On 22 February 2021 it was announced that theatres would be able to reopen from 17 May, and on 11 March it was announced that Death Drop would reopen from 19 May with a new cast being announced on 25 March. Performances between 30 June and 4 July were cancelled due to self-isolation from several of the cast and crew. On 7 July there was a BSL signed performance including Maria Hurtz. It was announced that Courtney Act would re-join the cast as Shazza for the performances on 10 and 11 July. The show then closed on 11 July. Following a UK tour the show reopened for a third limited West End run on 4 March 2022 closing on 24 April 2022.
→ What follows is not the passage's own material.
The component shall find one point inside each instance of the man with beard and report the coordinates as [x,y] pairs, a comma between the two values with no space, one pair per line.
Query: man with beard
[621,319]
On April 20, 2023, via the show's official Instagram it was announced that Death Drop would begin a New York run Off-Broadway at New World Stages beginning on June 30, 2023, with an anticipated opening night of July 13. Drag Race alums Willam and Jujubee are announced to be reprising their performances from the London production along with the show's writer, Holly Stars. The cast will also include Shuga Cain, Wang Newton, and Peachez Iman Cummings.

== Critical reception ==
The Guardian: "riotous...rollicking good fun"

Manchester Evening News: "...an esteemed cast - some of the best the world can offer...a camp delight and a great opportunity to see so many queer performers on the stage altogether in one place. It's extravagant, fun, and ridiculous in the best possible way."